A Dynamic Table is Snowflake’s declarative incremental-materialization object: write a `SELECT`, set a target lag, and Snowflake keeps it in sync with its sources — no orchestrator. The dbt project builds the foundation and mart layer this way. The refresh behavior has sharp edges.

## What Dynamic Tables are

Advantages over a hand-orchestrated ETL job:

- **No orchestration** — Snowflake schedules the refresh against the target lag.
- **Declarative** — you define what the data should look like, not how to update it.
- **Chain-aware** — downstream DTs refresh after upstream dependencies settle.

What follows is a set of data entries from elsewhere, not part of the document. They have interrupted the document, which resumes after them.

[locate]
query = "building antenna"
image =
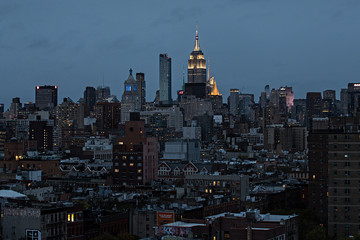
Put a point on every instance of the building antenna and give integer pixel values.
(208, 68)
(183, 77)
(103, 79)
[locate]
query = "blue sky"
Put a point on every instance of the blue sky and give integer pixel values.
(310, 45)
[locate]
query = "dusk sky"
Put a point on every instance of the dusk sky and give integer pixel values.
(309, 45)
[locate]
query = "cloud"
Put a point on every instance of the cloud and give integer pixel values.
(38, 44)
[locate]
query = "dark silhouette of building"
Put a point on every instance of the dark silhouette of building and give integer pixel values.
(102, 93)
(107, 115)
(140, 79)
(135, 155)
(42, 133)
(131, 99)
(165, 78)
(197, 64)
(90, 97)
(196, 72)
(46, 97)
(313, 107)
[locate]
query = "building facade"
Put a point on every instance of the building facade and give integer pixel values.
(165, 78)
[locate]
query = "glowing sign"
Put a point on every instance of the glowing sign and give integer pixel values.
(165, 217)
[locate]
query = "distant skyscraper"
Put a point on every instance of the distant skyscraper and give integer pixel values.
(46, 97)
(313, 106)
(234, 102)
(197, 84)
(130, 101)
(102, 93)
(15, 107)
(165, 78)
(140, 79)
(353, 98)
(197, 64)
(90, 97)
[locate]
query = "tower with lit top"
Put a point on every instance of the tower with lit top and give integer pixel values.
(197, 64)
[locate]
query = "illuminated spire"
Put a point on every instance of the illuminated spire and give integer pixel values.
(215, 91)
(197, 46)
(208, 69)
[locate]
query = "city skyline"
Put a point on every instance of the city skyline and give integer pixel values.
(309, 46)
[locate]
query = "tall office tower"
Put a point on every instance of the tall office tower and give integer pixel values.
(102, 93)
(329, 94)
(90, 97)
(318, 174)
(130, 101)
(15, 107)
(197, 84)
(313, 107)
(246, 102)
(353, 98)
(165, 78)
(42, 133)
(135, 156)
(197, 64)
(46, 97)
(343, 174)
(289, 95)
(267, 91)
(140, 79)
(329, 103)
(69, 122)
(298, 111)
(107, 115)
(234, 102)
(344, 101)
(334, 175)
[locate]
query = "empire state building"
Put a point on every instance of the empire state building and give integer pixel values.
(197, 64)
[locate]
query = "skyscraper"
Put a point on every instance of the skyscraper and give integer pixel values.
(165, 78)
(90, 97)
(102, 93)
(197, 64)
(46, 97)
(140, 79)
(130, 101)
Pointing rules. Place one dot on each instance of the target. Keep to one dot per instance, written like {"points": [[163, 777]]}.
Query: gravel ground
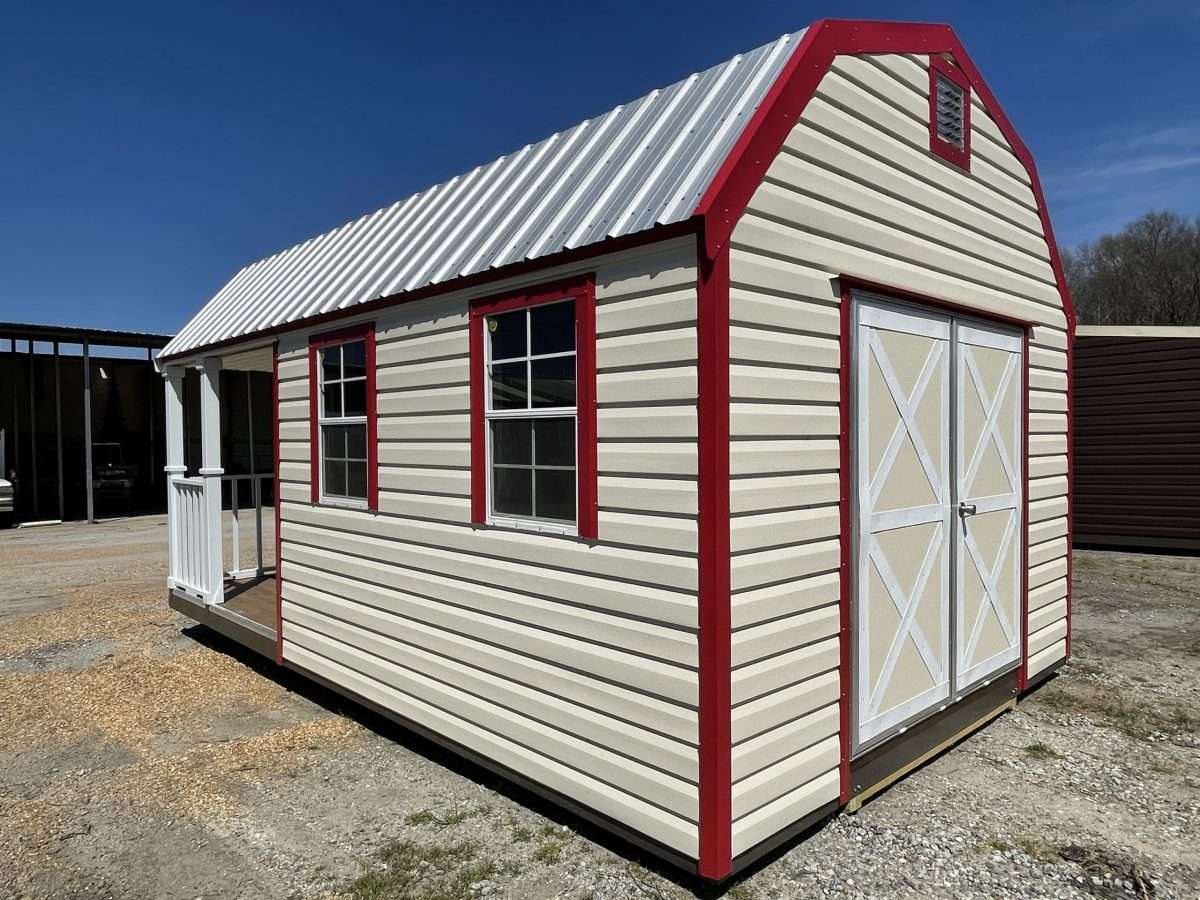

> **AUTO resolves to FULL here**
>
> `refresh_mode` is `AUTO` for foundation and cohort DTs, but for CGDB query shapes AUTO resolves to **FULL** refresh — change tracking is not supported on a FULL-refresh DT without an `IMMUTABLE` constraint. Do not assume incremental refresh without confirming via the freshness queries below.

## Configuration

| Setting | Value | Notes |
| --- | --- | --- |
| Target lag | 24 hours | Maximum staleness before Snowflake triggers a refresh. |
| Refresh mode | AUTO | Snowflake picks the strategy; resolves to FULL for CGDB query shapes. DEID overrides to FULL explicitly. |
| Managed by | `materialized='dynamic_table'` | Inherited from `dbt_project.yml` directory config. Models must not override. |
| Clustering | Per-model | Set in each model’s `config()`, usually `cluster_by=['casefile_id']`. |

## The refresh chain

When source data changes, refreshes cascade automatically down the chain. Fivetran continuously replicates MySQL changes to the source share with change tracking; staging views resolve at query time; foundation, cohort, and dashboard DTs refresh against their target lag.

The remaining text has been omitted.